Presi per la gola, la soluzione negli ultimi anni è stata siglare convenzioni tra le aziende sanitarie con forti carenze di organico e quelle che si possono permettere di prestare medici. Succede per diverse discipline, come Cardiologia. Ma nell’Anestesia questa prassi ha assunto tratti debordanti. Il Policlinico di Catania, per esempio, presta i suoi anestesisti non solo all’Asp etnea, ma anche a quelle di Caltanissetta, di Siracusa e di Ragusa. Nel 2022 l’azienda universitaria etnea ha così incassato 1 milione 255mila euro: 533mila dall’Asp di Catania, 352mila dall’Asp di Ragusa, 209mila dall’Asp di Siracusa e 162mila dall’Asp di Caltanissetta. A 120 euro l’ora, un turno di 12 ore viene pagato 1.440 euro. In sette turni, un giovane anestesista può arrivare a 10mila euro. In confronto lo stipendio mensile di un dirigente medico va dai 2.800 ai 3.500 euro, quello di un primario si aggira sui 5mila euro.
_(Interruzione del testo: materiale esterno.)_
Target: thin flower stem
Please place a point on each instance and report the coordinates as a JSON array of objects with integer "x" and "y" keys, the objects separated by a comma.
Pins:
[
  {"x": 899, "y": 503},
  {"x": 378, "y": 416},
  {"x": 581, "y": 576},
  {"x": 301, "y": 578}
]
Facile capire perché i giovani anestesisti preferiscano partecipare ai concorsi delle grandi aziende sanitarie cittadine.
Eppure un freno a questo fenomeno la politica regionale aveva provato a metterlo. L’ex assessore alla Salute Ruggero Razza, con una direttiva, aveva imposto lo stop a nuovi concorsi per le aziende sanitarie con l’80 per cento della pianta organica coperta. Non tutte, però, lo hanno rispettato. Nell’ottobre del 2022, pochi giorni prima dell’elezione di Renato Schifani, l’ex dirigente generale dell’assessorato alla Salute Mario La Rocca (oggi spostato ai Beni culturali) redarguiva con una lettera il Policlinico di Palermo per aver avviato un concorso per nuovi 8 anestesisti, violando la direttiva di Razza. Ma all’azienda universitaria è bastato attendere l’insediamento del nuovo governo regionale per avere via libera. Lo scorso 15 marzo, infatti, l’assessora alla Salute Giovanna Volo con una nuova direttiva autorizzava tutte le aziende sanitarie ad avviare procedure concorsuali nel settore dell’emergenza-urgenza (anestesisti, rianimatori e medici dell’emergenza), “a modifica delle precedenti indicazioni”, limitandosi a raccomandare “il previo accordo tra le aziende ricadenti nello stesso territorio provinciale, per evitare il perdurare di diseguaglianze nella distribuzione di detto personale”. Un libera per tutti che però non fa altro che ampliare il gap tra centro e periferia, facendo di quello alla Salute un diritto solo sulla carta per troppi siciliani.